Kelly made his initial court appearance Thursday night. At a brief hearing in Chicago on the New York indictment Friday afternoon, Kelly stood before the judge in an orange jumpsuit, with his hands clasped behind his back. The only words he spoke during the 15-minute hearing were "yes, ma'am."
The singer did not enter a plea for either the Illinois indictment nor the superseding indictment from the Eastern District of New York.
Kelly was being held at the high-rise Metropolitan Correctional Center in downtown Chicago, where he will remain until an arraignment hearing scheduled on Tuesday for the Illinois charges. How he will be detained and sent to the Eastern District of New York will also be addressed that day.
Greenberg says Kelly hopes to be released from custody following that hearing. Prosecutors in Illinois, however, filed a detention memo asking that Kelly remained jailed pending trial.
The separate indictments in the two major American cities include no victim overlap.
Greenberg said Kelly already has a team of "outstanding" federal litigators and was not surprised by the new allegations.
"He and his lawyers look forward to his day in court, to the truth coming out and to his vindication from what has been an unprecedented assault by others for their own personal gain. Most importantly he looks forward to being able to continue to making wonderful music and perform for his legions of fans that believe him."
Investigators in New York issued a scathing series of statements condemning Kelly for preying "upon young women and teenagers whose dreams of meeting a superstar soon turned into a nightmare of rape, child pornography and forced labor," as one of the lead officials, Homeland Security Investigations New York Special Agent in Charge Angel Melendez said in a statement. "R. Kelly believed he could fly, but it will be justice to see his oppressive wings clipped."
NYPD Commissioner James O'Neill echoed those sentiments, saying, "Those who engage in these reprehensible offenses against our most vulnerable will be pursued relentlessly, and held accountable for the pain and suffering they cause."
Celebrity attorney Gloria Allred said she was pleased federal authorities charged R. Kelly with sex crimes, and saying "justice, which is long overdue for his victims, will soon be done." Allred said in the statement that she represents three women for whom charges were filed and who are referenced in the New York indictment of Kelly.
Andrea Kelly, the singer's ex-wife, had no comment following the arrest, her rep said.
R. Kelly has been the subject of different sexual abuse allegations for nearly two decades, with some of the alleged acts dating back to 1998.
One of his accusers, Asante McGee, said in a statement upon news of the indictments Friday that she hoped the charges would send a clear message.
"To all of Robert’s victims and victims of others, don’t be afraid to speak out against your abuser, there is power in numbers," McGee said. "To the two young women who are still in his home, he can no longer hurt you, you don’t have to be afraid.
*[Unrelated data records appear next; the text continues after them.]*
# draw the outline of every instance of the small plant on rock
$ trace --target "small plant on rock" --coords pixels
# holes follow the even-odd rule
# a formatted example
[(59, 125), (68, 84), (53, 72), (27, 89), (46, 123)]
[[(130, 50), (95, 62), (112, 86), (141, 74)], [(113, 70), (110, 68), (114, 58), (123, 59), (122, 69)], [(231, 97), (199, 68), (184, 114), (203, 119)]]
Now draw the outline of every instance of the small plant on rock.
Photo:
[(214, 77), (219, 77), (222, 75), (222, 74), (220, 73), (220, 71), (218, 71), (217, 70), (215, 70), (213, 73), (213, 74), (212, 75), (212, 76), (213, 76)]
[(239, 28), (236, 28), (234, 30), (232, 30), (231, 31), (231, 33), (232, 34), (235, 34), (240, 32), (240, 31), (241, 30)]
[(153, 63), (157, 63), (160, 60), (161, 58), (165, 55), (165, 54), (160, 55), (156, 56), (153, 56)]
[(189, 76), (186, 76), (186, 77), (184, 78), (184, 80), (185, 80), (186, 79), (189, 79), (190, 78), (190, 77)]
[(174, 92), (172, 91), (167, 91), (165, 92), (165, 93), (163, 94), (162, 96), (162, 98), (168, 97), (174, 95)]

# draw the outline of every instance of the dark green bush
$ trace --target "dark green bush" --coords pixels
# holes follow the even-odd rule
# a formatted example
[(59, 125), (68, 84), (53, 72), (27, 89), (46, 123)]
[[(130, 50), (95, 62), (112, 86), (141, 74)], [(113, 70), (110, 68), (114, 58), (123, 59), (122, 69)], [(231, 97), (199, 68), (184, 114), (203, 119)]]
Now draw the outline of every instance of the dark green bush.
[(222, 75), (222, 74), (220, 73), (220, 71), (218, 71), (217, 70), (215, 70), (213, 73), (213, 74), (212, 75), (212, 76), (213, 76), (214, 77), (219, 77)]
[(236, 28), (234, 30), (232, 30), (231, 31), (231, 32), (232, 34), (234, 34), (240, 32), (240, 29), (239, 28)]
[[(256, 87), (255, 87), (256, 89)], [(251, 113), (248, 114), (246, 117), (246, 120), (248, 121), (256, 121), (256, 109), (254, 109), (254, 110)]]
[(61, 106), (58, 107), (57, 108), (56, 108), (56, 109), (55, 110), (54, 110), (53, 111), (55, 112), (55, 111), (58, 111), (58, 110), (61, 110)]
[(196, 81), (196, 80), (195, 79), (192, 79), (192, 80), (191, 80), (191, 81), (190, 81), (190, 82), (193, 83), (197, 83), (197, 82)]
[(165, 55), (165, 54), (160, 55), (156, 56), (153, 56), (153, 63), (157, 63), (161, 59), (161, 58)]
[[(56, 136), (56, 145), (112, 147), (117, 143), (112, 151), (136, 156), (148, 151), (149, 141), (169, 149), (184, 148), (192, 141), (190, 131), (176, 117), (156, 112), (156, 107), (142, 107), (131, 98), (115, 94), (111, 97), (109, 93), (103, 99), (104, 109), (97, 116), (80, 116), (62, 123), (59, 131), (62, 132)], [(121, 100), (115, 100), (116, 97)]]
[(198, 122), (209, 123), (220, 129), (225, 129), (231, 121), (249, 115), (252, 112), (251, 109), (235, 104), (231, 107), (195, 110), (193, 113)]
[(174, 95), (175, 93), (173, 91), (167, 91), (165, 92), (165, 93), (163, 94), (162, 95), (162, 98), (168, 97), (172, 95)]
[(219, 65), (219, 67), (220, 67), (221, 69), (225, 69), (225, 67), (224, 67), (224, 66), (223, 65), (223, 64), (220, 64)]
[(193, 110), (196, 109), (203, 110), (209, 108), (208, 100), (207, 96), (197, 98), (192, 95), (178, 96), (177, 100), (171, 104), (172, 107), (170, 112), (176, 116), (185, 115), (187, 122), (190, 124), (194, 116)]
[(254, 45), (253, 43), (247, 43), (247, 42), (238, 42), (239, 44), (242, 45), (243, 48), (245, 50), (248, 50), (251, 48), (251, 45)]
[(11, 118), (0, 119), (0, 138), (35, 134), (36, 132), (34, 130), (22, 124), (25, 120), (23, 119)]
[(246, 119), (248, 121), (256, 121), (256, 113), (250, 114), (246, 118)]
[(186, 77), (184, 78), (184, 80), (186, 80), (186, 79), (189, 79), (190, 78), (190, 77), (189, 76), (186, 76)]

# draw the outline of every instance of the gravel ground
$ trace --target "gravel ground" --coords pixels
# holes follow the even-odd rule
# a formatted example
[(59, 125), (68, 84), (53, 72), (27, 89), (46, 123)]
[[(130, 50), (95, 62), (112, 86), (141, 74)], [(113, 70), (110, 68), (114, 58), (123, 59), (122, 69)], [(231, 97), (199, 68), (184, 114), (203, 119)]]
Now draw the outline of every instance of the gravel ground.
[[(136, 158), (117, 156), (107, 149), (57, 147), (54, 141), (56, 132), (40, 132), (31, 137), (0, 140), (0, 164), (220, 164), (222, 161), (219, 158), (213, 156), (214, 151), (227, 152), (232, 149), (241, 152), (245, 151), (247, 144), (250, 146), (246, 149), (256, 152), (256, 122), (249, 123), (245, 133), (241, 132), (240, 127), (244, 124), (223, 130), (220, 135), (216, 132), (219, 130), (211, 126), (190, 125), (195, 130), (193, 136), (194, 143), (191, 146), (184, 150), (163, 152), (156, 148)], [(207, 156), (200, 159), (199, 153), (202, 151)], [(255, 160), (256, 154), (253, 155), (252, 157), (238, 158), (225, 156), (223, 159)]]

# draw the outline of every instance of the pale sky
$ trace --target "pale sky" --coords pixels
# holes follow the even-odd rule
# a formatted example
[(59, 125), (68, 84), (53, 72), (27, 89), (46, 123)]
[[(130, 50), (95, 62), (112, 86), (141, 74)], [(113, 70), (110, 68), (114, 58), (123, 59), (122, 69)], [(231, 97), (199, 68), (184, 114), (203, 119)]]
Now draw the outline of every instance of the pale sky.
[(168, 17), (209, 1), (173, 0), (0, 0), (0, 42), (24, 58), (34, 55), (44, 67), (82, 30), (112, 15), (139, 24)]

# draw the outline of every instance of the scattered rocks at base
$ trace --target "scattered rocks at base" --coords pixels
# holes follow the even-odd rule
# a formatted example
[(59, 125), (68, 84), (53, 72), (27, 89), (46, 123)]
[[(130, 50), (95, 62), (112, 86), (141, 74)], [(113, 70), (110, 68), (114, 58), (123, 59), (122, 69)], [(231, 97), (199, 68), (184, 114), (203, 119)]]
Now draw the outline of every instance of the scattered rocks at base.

Come home to your family, be with your family who really love and care about you! They need you and you need them."
Back in February, Kelly was charged with aggravated sexual abuse involving four women, three of whom were minors when the alleged abuse occurred. He pleaded not guilty and was released from Chicago's Cook County Jail after posting bail.
A jury in 2008 acquitted Kelly of child pornography charges stemming from a video showing him having sex with a girl as young as 13, prosecutors claimed at the time. Kelly faced 15 years in prison for that charge, but the young woman in that claim denied it was her and did not testify.